FEXGAN-META: Facial Expression Generation With Meta Humans

This student article proposed a Facial Expression Generation method for Meta-Humans (FExGAN-Meta) that deals with the challenge of robustly classifying and generating images of facial expressions while maintaining subtleness and intensity.

24 Jul, 2022. 13 minutes read

FEXGAN-META: Facial Expression Generation With Meta Humans

Topic

A.I.

Introduction

The power of effective communication has led humans to reach the top of the food chain. Humans do not posses the physical might of other animals however, this didn’t limit humans from ruling the planet. In addition to gathering knowledge about the environment, humans have developed tools and systems in order to transfer the learning from one person to another. This has lead to the exponential growth of knowledge. Humans have devised a diverse set of tools (e.g. speech, facial expressions, body language, written/typed text, videos, illustrations, paintings, 3D visualizations etc.). Some of these tools are primitive and are built into the subconscious of a human brain due to them being the input source of a brain during the brain forming years. Facial expressions, along with body language is one of these tools that humans use frequently and subconsciously as a primary mode of communication.

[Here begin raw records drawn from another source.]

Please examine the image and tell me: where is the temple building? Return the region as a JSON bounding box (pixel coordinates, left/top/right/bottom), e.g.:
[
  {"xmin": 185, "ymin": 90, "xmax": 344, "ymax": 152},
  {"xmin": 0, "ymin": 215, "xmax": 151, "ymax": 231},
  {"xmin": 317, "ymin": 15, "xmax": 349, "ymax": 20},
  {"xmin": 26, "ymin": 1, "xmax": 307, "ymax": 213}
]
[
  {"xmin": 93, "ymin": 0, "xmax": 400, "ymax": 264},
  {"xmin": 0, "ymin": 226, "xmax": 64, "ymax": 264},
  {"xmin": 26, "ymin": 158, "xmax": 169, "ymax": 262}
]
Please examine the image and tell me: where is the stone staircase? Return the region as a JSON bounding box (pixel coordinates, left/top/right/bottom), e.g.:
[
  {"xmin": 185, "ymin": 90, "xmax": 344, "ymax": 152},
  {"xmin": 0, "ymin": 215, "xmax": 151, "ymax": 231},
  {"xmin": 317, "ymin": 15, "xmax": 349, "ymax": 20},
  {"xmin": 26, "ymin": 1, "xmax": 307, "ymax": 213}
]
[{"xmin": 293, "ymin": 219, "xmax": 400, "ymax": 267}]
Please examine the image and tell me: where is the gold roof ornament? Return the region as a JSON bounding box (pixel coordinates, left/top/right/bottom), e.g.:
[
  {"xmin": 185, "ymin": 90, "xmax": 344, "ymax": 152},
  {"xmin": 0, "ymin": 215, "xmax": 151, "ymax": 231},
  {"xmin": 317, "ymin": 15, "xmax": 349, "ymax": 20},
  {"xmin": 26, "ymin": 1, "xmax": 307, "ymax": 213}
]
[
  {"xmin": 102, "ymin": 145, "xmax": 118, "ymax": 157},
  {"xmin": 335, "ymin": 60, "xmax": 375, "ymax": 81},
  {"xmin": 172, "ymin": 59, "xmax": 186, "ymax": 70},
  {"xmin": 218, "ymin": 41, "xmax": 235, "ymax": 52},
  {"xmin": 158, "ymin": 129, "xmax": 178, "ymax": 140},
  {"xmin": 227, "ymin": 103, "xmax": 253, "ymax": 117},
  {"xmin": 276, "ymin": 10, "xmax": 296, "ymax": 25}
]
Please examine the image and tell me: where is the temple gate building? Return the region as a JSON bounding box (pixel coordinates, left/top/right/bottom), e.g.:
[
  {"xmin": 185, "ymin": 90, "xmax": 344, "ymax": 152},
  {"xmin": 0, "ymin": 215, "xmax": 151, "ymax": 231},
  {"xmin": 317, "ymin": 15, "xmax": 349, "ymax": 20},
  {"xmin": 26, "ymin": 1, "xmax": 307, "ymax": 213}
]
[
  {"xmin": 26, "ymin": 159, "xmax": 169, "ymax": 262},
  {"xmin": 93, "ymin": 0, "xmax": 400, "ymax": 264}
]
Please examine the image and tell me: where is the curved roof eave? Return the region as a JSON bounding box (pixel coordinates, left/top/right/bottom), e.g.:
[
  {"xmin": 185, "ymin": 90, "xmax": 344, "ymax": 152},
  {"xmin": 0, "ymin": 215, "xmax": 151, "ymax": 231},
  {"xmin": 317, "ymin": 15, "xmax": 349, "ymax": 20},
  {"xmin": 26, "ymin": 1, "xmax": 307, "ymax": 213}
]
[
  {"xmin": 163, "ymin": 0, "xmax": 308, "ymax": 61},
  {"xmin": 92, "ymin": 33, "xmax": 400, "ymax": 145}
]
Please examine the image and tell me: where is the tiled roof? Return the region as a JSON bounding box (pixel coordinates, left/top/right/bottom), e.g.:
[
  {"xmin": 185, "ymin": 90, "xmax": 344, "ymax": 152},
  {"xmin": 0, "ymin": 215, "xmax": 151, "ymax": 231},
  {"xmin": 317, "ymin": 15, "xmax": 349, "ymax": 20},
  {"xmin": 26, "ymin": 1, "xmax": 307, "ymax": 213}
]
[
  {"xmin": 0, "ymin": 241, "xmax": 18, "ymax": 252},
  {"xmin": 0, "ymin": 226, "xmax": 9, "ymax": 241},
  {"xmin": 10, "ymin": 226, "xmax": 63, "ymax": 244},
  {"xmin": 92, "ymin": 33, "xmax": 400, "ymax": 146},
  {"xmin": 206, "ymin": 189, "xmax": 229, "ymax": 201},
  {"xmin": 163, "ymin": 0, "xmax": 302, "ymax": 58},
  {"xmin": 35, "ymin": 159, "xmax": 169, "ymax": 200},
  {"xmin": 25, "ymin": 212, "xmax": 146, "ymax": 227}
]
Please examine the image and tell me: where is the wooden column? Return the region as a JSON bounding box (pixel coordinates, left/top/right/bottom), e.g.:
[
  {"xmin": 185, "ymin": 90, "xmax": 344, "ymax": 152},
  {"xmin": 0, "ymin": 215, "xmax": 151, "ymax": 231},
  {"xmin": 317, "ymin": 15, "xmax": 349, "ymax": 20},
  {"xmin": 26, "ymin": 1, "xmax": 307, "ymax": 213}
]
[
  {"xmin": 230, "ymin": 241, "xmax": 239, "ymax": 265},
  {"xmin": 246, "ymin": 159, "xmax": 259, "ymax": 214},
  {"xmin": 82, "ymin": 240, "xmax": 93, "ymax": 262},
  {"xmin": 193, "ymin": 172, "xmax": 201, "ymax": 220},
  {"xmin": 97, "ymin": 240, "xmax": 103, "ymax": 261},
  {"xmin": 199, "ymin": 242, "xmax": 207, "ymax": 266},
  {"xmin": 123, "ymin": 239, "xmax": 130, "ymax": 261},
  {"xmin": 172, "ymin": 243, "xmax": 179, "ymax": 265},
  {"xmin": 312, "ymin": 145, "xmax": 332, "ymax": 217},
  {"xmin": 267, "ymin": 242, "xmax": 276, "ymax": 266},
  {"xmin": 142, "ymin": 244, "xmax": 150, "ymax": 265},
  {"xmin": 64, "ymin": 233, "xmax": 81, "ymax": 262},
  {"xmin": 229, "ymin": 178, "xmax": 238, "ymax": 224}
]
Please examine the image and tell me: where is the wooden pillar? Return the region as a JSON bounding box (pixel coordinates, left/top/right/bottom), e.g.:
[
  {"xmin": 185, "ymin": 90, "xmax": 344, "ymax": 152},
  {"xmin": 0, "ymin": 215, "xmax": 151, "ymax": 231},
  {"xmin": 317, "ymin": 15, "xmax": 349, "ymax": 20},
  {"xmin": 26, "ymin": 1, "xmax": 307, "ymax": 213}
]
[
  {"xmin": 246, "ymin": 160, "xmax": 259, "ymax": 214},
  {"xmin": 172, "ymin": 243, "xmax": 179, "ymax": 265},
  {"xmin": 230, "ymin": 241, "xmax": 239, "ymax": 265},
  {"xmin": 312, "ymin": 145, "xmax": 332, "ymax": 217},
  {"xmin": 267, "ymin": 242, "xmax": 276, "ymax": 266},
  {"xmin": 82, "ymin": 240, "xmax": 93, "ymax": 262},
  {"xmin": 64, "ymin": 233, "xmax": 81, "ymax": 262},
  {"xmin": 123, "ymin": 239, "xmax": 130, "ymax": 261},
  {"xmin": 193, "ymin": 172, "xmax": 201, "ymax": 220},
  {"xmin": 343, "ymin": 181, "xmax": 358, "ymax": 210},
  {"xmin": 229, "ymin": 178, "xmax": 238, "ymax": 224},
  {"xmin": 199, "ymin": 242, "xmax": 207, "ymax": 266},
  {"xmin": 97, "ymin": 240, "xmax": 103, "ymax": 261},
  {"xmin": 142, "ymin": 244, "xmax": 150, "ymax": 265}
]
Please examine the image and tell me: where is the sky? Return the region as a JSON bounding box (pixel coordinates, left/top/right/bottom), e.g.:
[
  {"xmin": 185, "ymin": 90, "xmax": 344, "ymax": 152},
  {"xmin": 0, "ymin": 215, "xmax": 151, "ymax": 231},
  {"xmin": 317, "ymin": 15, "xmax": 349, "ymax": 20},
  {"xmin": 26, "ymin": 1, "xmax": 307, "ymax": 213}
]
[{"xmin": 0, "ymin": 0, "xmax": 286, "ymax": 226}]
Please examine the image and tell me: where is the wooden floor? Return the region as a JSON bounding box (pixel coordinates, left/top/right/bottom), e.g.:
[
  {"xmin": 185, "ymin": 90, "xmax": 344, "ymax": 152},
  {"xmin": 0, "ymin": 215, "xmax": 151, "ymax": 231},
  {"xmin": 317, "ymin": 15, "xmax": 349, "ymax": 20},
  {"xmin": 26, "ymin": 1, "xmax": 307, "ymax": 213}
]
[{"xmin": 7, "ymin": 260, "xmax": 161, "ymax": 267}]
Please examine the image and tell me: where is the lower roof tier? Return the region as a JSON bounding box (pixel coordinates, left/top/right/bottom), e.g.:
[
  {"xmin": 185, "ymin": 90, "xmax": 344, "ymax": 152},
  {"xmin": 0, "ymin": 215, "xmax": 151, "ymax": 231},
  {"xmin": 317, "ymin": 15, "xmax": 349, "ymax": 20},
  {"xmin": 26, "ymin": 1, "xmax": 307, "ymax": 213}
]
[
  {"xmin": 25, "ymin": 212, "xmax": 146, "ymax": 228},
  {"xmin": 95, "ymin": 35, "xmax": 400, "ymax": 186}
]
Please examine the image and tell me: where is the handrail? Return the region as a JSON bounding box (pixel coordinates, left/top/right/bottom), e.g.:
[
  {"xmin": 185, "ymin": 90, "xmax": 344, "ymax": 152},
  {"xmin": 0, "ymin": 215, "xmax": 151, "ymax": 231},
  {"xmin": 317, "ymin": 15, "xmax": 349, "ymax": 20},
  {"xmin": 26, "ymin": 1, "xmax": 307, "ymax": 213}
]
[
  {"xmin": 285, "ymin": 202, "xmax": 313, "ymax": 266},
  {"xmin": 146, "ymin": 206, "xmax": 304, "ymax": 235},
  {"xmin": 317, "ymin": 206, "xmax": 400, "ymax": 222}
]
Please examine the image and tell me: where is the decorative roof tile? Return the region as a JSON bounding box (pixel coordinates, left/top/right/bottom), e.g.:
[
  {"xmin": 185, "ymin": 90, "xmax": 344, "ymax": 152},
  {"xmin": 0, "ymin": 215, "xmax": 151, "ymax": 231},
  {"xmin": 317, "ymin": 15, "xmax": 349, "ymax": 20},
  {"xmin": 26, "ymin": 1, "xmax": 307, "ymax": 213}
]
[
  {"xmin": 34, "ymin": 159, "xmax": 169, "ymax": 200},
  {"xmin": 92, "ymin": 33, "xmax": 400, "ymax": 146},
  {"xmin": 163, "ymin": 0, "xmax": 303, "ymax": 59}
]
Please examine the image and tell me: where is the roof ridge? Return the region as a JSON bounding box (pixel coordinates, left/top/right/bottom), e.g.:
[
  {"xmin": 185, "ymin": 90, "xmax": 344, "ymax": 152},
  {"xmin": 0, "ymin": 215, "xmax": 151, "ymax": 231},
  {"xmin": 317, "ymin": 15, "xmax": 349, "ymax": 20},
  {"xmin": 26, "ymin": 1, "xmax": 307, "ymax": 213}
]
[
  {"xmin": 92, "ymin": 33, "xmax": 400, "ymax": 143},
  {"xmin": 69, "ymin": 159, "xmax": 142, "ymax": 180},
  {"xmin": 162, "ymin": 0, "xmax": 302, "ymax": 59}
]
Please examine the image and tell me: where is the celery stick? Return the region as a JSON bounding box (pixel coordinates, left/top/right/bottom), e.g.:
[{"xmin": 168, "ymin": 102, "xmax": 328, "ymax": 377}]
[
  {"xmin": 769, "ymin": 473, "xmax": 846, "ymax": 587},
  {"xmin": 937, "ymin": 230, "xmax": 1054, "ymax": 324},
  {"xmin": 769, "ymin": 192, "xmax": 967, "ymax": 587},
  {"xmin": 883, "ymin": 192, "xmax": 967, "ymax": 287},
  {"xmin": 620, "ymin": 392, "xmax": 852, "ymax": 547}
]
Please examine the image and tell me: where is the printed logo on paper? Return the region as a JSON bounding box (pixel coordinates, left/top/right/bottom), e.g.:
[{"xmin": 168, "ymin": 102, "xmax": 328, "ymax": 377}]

The subtleness of human facial expressions and a large degree of variation in the level of intensity to which a human expresses them is what makes it challenging to robustly classify and generate images of facial expressions. Further, there also exists variation among different identities expressing the same emotion. These subtleties and variations are often lost or not captured properly while preparing a dataset that is intended to be used for facial expressions due to the limitations regarding the collection of data from real subjects. In the past few years, computer graphics research has advanced to a point where the photo-realism of artificial characters has become possible. These artificial characters are called Meta-Humans [1]. These Meta-Humans are rendered to the level of individual hair strand, in contrast to the earlier attempts where meshes were a common practice in order to reduce the overall computation. The resulting characters are indistinguishable to the naked eye and thus provide a rich source of data for training learning models specially the deep-nets. The model trained on Meta-humans can provide a basis for zero-shot or a few shot transfer to the real images. As the progress in the development of these characters continues, it should soon be possible to directly apply the model trained on meta-human to real-human images.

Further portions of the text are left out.